Three-dimensional (3D) genome organization plays an important role in gene regulation. One level of this organization consists of DNA wrapped around histone proteins, and is called the chromatin. High-throughput chromatin conformation capture methods (one example is called the Hi-C assay) have been developed, and yield an immense amount of information about 3D genome organization. However, most current analysis tools cannot distinguish the Hi-C, or equivalent, information that comes from the paired (homologous) maternal and paternal chromosomes in diploid organisms (like humans and other mammals).
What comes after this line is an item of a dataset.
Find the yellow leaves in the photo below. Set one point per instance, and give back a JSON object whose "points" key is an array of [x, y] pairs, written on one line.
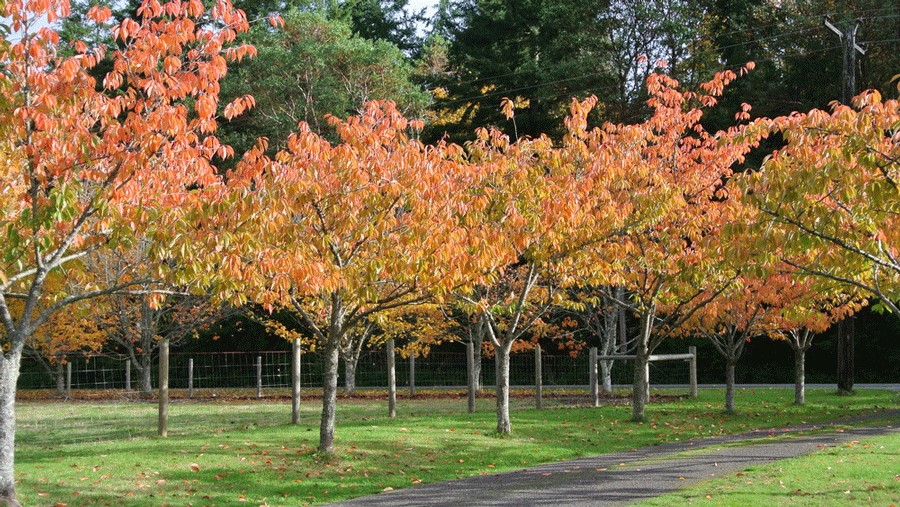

This means it is not possible to tell if there are different effects arising from the maternal and paternal copies of genes (the alleles). This project will address this problem and allow the development of fine-scale, allele-specific chromatin structures and therefore shed light on the role(s) of chromatin interactions in allelic gene regulation as well as larger principles of genome organization. This research will result in novel computational and statistical methods that combine the analysis of allele-specific chromatin structure with gene expression regulation; the products will include open-source software tools for 3D genome modeling, comparison, visualization, and exploration. These software tools will be made publicly accessible to scientists worldwide. The integrated research and educational activities include curriculum development for both undergraduate and graduate courses in subjects including data science, and statistical and computational genomics. Activities will allow undergraduate students to participate in the research project, as well as training graduate student researchers to acquire interdisciplinary expertise. The project will reach out particularly to middle school students with the goal of engaging young women and underrepresented minority groups in STEM disciplines.

The goal of this project is to (i) establish a new computational and statistical framework for modeling the 3D chromatin structures in an allele-specific manner; (ii) identify structural differences between homologous chromosome pairs; (iii) investigate the impact of chromatin organization on allelic gene regulation; and (iv) understand the interplay between genome architecture and gene function. The project will integrate fine-scale allele-specific chromatin structures with the currently overwhelming amount of one-dimensional functional genomics data to discover new allele-specific regulatory elements and features. The project will elucidate gene regulation principles at an unprecedented resolution, and enhance our understanding of the interplay between genome architecture and gene expression. These findings will have fundamental significance in molecular cell biology, personal genomics, and medicine. Updates and additional information about this project will be made available at http://faculty.ucr.edu/~wenxiu/nsf-1751317.html.

This award reflects NSF's statutory mission and has been deemed worthy of support through evaluation using the Foundation's intellectual merit and broader impacts review criteria.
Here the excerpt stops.